Em sociedades cujos membros cultivam o desenvolvimento interno há menos conflitos e existem menos fatores que ofusquem a alegria da existência, quando comparado com uma sociedade de base exclusivamente materialista – esta, por causa do seu separatismo inato, torna-se um campo propício à desarmonia, a qual só pode ser solucionada devidamente por meio da sabedoria (jñāna). Os seres humanos podem criar semelhante sociedade a partir do desenvolvimento em si mesmos da verdadeira inteligência. Neste sentido, o Śuddha Dharma pode ajudar-lhes imensamente.

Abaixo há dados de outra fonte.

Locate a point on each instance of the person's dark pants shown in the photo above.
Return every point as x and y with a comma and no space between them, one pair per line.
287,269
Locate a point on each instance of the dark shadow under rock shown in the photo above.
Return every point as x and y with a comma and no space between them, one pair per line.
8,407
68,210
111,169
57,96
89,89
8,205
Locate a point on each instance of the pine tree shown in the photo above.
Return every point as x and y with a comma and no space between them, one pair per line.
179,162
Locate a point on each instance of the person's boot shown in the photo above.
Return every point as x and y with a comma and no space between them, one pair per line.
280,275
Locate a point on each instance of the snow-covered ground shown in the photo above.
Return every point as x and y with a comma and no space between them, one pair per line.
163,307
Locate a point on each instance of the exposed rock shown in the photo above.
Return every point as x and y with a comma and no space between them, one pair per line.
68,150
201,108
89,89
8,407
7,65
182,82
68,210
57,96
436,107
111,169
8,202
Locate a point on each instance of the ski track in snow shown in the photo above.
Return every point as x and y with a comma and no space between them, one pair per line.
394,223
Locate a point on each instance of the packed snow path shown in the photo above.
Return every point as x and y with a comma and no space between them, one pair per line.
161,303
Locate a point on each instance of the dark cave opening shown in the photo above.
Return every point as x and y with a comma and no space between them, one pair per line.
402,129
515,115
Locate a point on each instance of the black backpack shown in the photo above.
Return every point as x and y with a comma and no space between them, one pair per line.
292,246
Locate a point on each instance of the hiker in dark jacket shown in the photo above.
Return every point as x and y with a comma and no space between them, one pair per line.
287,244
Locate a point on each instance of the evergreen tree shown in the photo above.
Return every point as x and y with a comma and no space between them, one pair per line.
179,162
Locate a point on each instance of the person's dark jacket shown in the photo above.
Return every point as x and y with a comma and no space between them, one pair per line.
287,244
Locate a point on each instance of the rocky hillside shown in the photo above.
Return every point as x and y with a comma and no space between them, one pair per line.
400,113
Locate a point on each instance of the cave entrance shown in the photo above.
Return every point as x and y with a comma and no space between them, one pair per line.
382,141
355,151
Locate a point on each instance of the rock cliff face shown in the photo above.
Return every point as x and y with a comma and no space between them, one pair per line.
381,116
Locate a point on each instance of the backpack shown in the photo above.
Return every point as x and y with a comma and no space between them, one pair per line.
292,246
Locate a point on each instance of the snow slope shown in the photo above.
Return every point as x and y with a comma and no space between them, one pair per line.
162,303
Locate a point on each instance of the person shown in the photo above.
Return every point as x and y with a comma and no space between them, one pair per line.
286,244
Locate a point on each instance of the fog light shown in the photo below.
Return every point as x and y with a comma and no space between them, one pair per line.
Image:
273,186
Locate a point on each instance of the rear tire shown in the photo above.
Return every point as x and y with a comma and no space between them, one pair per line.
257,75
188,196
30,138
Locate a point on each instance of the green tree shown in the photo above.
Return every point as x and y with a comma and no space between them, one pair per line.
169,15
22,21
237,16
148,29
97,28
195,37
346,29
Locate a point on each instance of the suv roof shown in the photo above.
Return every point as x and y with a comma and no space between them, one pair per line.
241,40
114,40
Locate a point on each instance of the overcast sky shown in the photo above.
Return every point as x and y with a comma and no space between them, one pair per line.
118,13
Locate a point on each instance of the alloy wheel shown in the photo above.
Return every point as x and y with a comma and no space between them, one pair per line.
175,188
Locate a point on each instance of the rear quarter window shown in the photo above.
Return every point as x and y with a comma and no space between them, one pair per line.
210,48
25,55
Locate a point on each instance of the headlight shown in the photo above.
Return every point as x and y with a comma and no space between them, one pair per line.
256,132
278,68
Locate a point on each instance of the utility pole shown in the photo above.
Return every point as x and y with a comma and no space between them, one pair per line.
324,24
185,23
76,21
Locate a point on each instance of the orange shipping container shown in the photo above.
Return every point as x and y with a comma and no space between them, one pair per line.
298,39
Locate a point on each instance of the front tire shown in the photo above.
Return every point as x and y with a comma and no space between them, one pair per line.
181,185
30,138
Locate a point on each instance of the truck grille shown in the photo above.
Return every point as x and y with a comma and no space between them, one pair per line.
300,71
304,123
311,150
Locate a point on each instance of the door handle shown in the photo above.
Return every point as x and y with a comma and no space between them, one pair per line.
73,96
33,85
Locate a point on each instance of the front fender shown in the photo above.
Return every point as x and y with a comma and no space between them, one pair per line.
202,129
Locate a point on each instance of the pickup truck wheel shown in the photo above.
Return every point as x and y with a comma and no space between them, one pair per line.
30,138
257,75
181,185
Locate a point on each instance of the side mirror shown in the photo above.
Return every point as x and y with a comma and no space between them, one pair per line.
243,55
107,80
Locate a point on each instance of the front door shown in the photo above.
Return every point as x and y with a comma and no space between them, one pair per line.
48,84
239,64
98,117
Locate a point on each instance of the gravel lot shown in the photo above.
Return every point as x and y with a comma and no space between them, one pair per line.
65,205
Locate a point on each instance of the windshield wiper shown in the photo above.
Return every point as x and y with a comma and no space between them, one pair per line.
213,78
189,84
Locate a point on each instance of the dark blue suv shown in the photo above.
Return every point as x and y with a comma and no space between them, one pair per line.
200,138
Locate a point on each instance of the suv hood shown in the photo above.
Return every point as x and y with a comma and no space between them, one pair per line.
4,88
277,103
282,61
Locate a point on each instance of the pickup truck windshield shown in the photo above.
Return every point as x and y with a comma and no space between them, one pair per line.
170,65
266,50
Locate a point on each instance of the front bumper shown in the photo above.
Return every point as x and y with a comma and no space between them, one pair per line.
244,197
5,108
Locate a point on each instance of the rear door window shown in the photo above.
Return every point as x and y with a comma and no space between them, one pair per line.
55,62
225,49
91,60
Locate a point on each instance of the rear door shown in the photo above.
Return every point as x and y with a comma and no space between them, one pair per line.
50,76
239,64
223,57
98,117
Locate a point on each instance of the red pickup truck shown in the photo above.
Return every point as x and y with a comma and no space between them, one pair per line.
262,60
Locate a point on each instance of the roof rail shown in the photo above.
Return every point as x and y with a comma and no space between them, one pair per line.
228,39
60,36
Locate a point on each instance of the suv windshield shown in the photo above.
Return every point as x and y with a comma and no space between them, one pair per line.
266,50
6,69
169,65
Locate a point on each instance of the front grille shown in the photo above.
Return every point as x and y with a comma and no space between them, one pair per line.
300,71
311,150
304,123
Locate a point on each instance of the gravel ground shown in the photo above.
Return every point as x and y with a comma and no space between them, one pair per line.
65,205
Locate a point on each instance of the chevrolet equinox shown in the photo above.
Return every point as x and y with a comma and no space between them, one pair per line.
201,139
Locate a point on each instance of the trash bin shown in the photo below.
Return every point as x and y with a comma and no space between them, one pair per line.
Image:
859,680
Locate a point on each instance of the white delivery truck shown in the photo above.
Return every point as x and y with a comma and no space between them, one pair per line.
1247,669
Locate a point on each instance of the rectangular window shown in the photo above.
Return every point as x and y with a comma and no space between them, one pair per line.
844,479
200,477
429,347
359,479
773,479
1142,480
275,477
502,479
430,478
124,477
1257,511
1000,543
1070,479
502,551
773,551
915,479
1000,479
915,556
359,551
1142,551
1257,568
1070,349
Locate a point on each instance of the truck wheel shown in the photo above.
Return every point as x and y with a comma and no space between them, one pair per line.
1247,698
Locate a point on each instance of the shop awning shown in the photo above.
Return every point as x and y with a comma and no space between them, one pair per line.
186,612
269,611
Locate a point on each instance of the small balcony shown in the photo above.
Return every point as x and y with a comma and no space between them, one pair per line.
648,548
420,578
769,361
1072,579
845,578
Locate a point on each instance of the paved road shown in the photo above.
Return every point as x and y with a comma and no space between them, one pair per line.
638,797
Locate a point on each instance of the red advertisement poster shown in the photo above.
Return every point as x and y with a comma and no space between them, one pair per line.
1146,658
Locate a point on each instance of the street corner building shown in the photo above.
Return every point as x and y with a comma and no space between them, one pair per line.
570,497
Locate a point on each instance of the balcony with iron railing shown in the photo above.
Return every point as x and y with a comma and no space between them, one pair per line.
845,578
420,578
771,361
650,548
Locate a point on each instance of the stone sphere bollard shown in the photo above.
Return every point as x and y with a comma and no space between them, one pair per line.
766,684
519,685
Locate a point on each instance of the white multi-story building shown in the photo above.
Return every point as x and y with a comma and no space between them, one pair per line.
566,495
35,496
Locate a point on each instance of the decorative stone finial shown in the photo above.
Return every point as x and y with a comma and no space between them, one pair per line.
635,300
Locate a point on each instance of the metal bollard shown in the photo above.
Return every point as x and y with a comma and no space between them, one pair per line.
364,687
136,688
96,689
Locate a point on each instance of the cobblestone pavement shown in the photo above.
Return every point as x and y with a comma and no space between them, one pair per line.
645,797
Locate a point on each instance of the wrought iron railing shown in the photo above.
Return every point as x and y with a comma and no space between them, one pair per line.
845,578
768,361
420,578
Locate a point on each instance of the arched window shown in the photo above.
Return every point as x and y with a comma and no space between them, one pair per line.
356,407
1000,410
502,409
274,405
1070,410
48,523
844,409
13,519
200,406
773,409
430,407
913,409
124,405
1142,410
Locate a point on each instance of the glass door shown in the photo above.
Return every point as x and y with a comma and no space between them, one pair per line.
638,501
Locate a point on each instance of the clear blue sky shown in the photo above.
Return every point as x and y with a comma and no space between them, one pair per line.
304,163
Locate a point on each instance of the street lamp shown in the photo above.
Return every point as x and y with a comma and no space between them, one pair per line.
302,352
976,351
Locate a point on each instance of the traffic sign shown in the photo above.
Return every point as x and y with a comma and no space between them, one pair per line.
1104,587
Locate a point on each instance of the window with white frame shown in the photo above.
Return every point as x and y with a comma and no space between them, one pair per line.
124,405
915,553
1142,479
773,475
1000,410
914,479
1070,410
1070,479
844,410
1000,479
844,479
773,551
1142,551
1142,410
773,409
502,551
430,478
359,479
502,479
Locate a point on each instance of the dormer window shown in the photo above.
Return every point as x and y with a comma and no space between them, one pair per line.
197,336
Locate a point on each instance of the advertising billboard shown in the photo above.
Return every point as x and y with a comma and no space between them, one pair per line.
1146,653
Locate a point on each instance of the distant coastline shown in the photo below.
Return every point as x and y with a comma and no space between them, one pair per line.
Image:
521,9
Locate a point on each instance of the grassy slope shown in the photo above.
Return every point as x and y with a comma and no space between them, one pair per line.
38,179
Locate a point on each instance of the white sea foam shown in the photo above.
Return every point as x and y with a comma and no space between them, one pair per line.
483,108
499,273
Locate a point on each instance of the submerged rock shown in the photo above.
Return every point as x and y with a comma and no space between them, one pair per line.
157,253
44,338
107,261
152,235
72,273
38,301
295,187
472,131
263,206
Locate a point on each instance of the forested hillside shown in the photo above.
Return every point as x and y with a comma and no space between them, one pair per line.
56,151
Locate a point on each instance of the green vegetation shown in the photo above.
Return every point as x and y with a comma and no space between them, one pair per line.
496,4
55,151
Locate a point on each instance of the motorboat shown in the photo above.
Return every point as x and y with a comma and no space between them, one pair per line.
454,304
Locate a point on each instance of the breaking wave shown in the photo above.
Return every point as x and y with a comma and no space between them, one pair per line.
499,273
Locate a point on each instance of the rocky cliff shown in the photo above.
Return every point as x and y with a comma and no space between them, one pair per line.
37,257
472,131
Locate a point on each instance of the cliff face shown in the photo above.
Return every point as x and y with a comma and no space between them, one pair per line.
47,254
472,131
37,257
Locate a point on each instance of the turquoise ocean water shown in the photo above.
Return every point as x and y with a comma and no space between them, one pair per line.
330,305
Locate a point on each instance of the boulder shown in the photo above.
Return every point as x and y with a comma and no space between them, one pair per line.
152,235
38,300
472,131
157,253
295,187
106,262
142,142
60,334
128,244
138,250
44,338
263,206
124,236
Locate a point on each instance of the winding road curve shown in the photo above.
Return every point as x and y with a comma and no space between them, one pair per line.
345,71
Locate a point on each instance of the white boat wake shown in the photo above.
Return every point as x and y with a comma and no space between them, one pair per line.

O primeiro objetivo que deve perseguir o aspirante ao Śuddha Dharma, portanto, é alcançar o correto conhecimento e, uma vez alcançado este conhecimento, deve submetê-lo à prova continuamente por meio de sua razão e da prática dos princípios do Śuddha Dharma em sua vida diária, para assim poder alcançar a sabedoria. Maiores detalhes sobre esta prática que abarca a totalidade da existência podem ser obtidos considerando-se a manifestação de Sri Bhagavan Mitra Deva, cuja missão é elucidar a Lei Eterna para a humanidade cega, tirando-a do seu atual caminho de destruição e conduzindo-a para o grandioso e verdadeiro objetivo final de paz eterna e felicidade suprema.